Celui-ci qui, retenu jusqu’au 10 avril à Toulouse, par l’armée de Wellington, n’avait pu venir tout de suite apporter ses services à la monarchie nouvelle, avait, depuis, regagné le temps perdu. Il avait reçu en paiement de platitudes le commandement militaire de la Bretagne : c’est là que, pour fournir un gage de plus, il prit l’initiative d’élever un monument aux Vendéens tombés à Quiberon sous les coups de Hoche. Une chapelle se dressa, qui existe encore et où la spéculation tire profit, avec des larmes, de la mort. On le récompensa, en l’appelant à la tête de l’armée et il promit de la « royaliser ». Ses débuts furent malheureux ; il voulut frapper de non-activité le général Exelmans, dont une lettre à Murat avait été saisie, et le renvoyer au loin, dans la Meuse. Celui-ci, dont la femme accouchait, refusa de partir et mit l’épée à la main pour défendre son domicile. On viole le domicile, on maltraite une femme malade ; toute l’opinion se retourna contre le brutal agent de la réaction royaliste, et Exelmans — qu’un conseil de guerre allait acquitter — cingla le maréchal, son camarade de régiment, en lui rappelant en termes cruels la communauté de leur origine, la pureté de leur ancienne pauvreté et la différence actuelle de leurs revenus.

Ainsi tout conspirait contre les Bourbons, et les Bourbons eux-mêmes. Incapable de rien voir par ses yeux éteints, le vieux roi se reposait sur Blacas, lequel ne savait rien, ne faisait rien, recevait les ministres, les congédiait, et n’oubliait pas, dit-on, le salaire de ses propres services dans la liquidation de la fortune privée de Napoléon. Le mécontentement, une irritation encore voilée, apparaissaient chez ceux-là mêmes qui, au sortir du régime impérial, avaient attendu au moins le repos du régime nouveau. Or, il n’apportait que des ferments de discorde et de haine. Qu’avait-on gagné à la substitution ? Question redoutable et que les esprits, insuffisamment distraits par le débat diplomatique de Vienne, se posaient chaque jour.

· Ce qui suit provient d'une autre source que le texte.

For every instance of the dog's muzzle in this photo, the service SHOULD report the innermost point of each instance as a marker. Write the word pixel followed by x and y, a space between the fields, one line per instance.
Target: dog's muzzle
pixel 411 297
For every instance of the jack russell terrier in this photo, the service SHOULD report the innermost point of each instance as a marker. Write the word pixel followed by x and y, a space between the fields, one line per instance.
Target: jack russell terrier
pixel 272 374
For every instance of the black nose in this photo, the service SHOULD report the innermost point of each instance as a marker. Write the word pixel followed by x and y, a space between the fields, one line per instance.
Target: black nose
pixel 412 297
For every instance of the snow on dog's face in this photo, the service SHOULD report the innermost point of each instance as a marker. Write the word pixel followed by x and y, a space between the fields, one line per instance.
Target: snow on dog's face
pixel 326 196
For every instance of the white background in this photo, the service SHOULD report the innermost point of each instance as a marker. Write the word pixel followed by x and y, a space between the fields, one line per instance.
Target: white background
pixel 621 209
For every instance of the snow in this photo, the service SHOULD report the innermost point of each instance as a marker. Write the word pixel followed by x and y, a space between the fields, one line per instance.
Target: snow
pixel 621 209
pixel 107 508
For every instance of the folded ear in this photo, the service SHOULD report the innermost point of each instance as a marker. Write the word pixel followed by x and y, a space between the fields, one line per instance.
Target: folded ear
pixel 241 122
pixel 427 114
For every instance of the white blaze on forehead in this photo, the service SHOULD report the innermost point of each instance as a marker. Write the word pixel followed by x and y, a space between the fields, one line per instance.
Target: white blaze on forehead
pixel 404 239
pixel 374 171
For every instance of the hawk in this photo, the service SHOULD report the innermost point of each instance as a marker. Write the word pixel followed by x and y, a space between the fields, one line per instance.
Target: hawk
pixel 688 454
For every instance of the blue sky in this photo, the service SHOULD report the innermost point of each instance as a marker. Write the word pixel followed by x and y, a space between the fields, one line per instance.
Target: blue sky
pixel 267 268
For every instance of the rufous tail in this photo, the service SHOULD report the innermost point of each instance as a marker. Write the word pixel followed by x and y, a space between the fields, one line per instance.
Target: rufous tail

C’est le 1er octobre, qu’indéfiniment retardé, s’ouvrit enfin le célèbre congrès diplomatique, où, durant des mois, toutes les petites nations, guettées comme des proies, furent dépecées par les grandes. Les rois alliés avaient renversé Napoléon pour le punir de ses œuvres de violences : et ils allaient, dans l’ombre, renouveler cette œuvre à leur profit, frapper les coups de la force, piétiner les territoires trop faibles pour se défendre, fouler trente millions d’êtres dont l’existence, historique devenait l’enjeu de cette discussion. Le rôle de chacune des nations était précisé d’avance et connues ses ambitions. Pour la France, on sait que par l’article 5 du traité du 30 mai, elle reconnaissait d’avance et acceptait le résultat des négociations. La Russie, l’Autriche, la Prusse, l’Angleterre, s’étaient instituées les directrices de la discussion : elles devaient décider et ensuite, ayant terminé, entrer en conférence entre la France, l’Espagne et les petits États.

C’était la France exclue de toute participation directe aux discussions, expropriée de toute influence. Il fallait un peu s’y attendre après le traité du 30 mai. Aussi Talleyrand, qui en était sinon l’auteur, au moins le complice, aurait-il été réduit à l’impuissance sans l’intervention de lord Castelreagh, représentant de l’Angleterre, qui, la première, et bientôt suivie par l’Autriche, se détacha de ce redoutable concert. L’Angleterre et la France protestèrent : le cercle fut élargi et désormais toutes les puissances furent admises à l’élaboration du traité. Comment et pourquoi s’opéra cette révolution diplomatique qui rompait l’alliance entre ces amis d’hier et les transformait en rivaux ? C’est qu’unis pour arrêter la marche de Napoléon, ces gouvernements devaient tomber aux plus méprisables disputes, dès que se poserait la question du partage. Chacun avait sur les dépouilles un droit qu’il croyait supérieur. Et c’est de cette violente rencontre des gloutonneries russe, anglaise, autrichienne, prussienne, longtemps contenues, que sortit le traité de Vienne.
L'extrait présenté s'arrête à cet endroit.